ENCERRAR EL MAR

Lucas, con manos de arena y corazón de niño, cavaba un pozo en la orilla donde el mar cantaba su canción eterna. Buscaba encerrar la vastedad azul, atrapar el susurro salado que se escurría entre sus dedos como el tiempo que se niega a quedarse.

Cada ola era un verso rebelde que luchaba por romper la prisión de tierra que el niño construía, una caricia fugaz que escapaba entre sus palmas temblorosas. El agua no era agua: era memoria líquida, un río de sueños imposibles que se derramaba siempre hacia el horizonte, hacia lo infinito.

El sol, ese viejo pintor que lentamente teñía el cielo de oro y melancolía, parecía contarle que la vida misma es un océano que no se puede encerrar, que no hay hoyo suficiente para contener la vastedad del cambio y el tiempo.

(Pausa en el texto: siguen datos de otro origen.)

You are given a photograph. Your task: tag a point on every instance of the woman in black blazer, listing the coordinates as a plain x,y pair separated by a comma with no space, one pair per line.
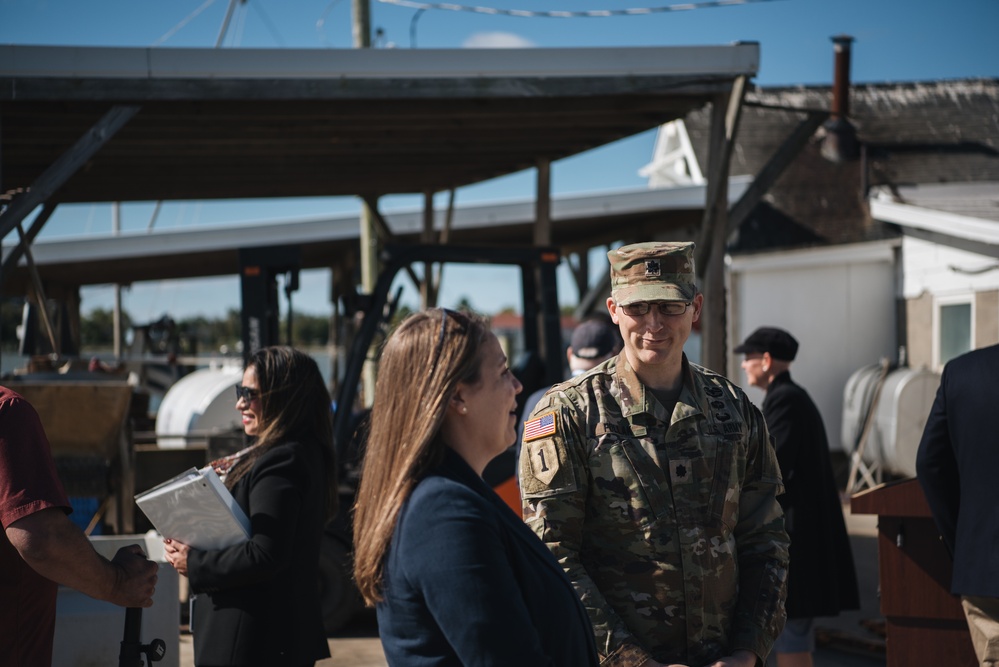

Lucas sintió que el pozo se llenaba de ausencias y suspiros, que en cada escape del agua se iba un pedazo de su infancia, esa orilla que se aleja con la marea, dejando solo huellas borrosas que el viento borra sin piedad.

Se levantó, con el corazón tan líquido como el mar que intentó retener, y entendió que el océano no se atrapa ni se detiene. Que la vida es ese ir y venir constante, un vaivén que nos enseña a soltar, a navegar aunque el horizonte se disuelva en la bruma.

Y mientras miraba el agua que se escapaba, recordó que no solo el mar se escapa: también el amor, ese fugaz suspiro que toca el alma y se pierde entre los dedos, recordándonos que amar es aprender a dejar ir.